Llegue siempre al menos un día completo antes del embarque. Retrasos en el vuelo + barco perdido = viaje arruinado. Para destinos de larga distancia, dos días es más seguro.
La regla cardinal de los viajes en vida a bordo: llegue al menos un día completo antes del embarque. Retrasos en los vuelos, pérdida de equipaje, desvíos por el clima y sorpresas aduaneras pueden hacer que pierda el barco, y a diferencia de un hotel, el barco no esperará. Si pierde el embarque, el operador no le reembolsará y el seguro de viaje se convierte en su único recurso.
Para destinos principales con conexiones fiables (Maldivas, Egipto, Bahamas, Caimán, México), una noche antes es el mínimo. Recomendamos una llegada temprano por la mañana el día anterior para tener un día completo de margen para posibles retrasos.
Para destinos de larga distancia o remotos (Galápagos, Cocos, Socorro, las islas orientales de Indonesia, las puertas de la Antártida), dos noches antes es el estándar inteligente. Estos viajes a menudo implican 2-3 vuelos de conexión y un traslado doméstico a una ciudad portuaria. Deje margen.
Utilice la noche previa al viaje para: dormir bien después del largo vuelo, hacer una revisión final del equipo, conseguir cualquier suministro de última hora (protector solar, medicamentos para el mareo, adaptadores electrónicos), confirmar su hora de traslado con el operador y explorar la ciudad portuaria si tiene energía.

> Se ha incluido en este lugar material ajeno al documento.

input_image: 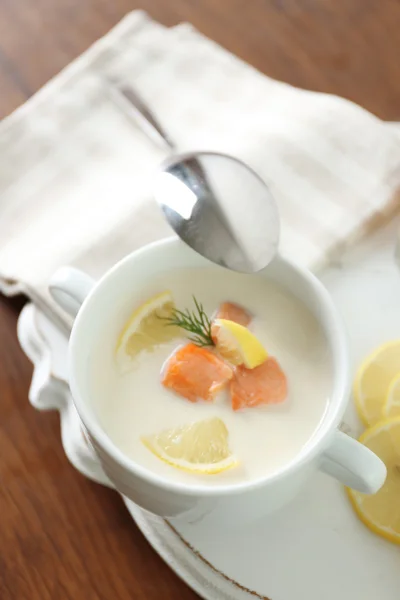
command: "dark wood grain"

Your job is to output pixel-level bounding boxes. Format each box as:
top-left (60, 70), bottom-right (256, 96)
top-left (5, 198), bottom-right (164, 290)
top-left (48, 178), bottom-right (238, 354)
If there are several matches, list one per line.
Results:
top-left (0, 0), bottom-right (400, 600)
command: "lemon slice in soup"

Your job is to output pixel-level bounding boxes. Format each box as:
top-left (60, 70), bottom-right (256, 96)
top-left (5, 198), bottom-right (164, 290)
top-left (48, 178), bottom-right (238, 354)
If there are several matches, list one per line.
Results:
top-left (142, 417), bottom-right (238, 475)
top-left (116, 291), bottom-right (179, 372)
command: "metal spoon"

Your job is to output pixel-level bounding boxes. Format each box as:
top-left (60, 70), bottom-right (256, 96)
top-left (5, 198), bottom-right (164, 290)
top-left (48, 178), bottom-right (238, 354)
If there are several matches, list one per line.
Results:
top-left (112, 84), bottom-right (280, 273)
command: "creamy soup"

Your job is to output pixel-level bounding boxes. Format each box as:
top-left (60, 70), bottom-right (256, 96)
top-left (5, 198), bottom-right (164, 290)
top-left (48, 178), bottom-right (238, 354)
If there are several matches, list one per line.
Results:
top-left (89, 268), bottom-right (332, 486)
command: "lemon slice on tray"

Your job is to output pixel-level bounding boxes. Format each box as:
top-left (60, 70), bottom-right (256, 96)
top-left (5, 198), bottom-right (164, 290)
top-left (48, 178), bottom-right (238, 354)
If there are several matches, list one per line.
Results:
top-left (347, 417), bottom-right (400, 544)
top-left (211, 319), bottom-right (268, 369)
top-left (354, 340), bottom-right (400, 426)
top-left (142, 417), bottom-right (238, 475)
top-left (383, 373), bottom-right (400, 418)
top-left (116, 291), bottom-right (179, 372)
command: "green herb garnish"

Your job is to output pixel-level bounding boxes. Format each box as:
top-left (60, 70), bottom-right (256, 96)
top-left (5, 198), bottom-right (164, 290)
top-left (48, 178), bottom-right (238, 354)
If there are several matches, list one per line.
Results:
top-left (164, 296), bottom-right (214, 347)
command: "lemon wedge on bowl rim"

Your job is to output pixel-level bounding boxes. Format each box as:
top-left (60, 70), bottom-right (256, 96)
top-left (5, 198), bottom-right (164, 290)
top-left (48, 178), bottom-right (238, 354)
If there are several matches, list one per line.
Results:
top-left (354, 340), bottom-right (400, 426)
top-left (142, 417), bottom-right (238, 475)
top-left (116, 291), bottom-right (178, 372)
top-left (347, 416), bottom-right (400, 544)
top-left (211, 319), bottom-right (268, 369)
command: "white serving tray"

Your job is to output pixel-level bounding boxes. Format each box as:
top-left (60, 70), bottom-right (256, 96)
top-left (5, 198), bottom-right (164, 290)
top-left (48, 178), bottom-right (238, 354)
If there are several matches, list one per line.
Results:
top-left (18, 217), bottom-right (400, 600)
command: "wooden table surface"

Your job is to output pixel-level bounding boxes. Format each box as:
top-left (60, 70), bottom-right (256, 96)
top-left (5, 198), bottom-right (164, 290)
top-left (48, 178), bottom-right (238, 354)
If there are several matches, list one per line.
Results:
top-left (0, 0), bottom-right (400, 600)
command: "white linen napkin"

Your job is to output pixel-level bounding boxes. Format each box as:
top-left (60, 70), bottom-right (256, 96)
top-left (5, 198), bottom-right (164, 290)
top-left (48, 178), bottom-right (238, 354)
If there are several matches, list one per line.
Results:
top-left (0, 12), bottom-right (400, 322)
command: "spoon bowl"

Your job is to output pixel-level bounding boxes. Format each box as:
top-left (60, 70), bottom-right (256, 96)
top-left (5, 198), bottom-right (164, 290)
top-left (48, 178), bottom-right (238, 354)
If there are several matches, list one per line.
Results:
top-left (154, 152), bottom-right (280, 273)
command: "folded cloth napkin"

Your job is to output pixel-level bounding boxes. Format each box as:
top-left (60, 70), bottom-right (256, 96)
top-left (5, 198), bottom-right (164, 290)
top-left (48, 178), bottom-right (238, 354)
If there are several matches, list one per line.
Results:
top-left (0, 12), bottom-right (400, 323)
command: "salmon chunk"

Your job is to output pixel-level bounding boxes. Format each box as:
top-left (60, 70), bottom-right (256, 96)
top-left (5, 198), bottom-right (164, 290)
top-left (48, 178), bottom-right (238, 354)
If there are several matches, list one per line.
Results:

La mayoría de los operadores ofrecen recogida en el aeropuerto y una tarifa de hotel asociada para la noche previa al viaje. Nosotros lo organizamos cuando reserva y lo añadimos a su confirmación. El embarque suele ser de 4 a 5 p.m. con la bienvenida y la cena a bordo, y el barco zarpa al atardecer o durante la noche hacia el primer sitio de buceo.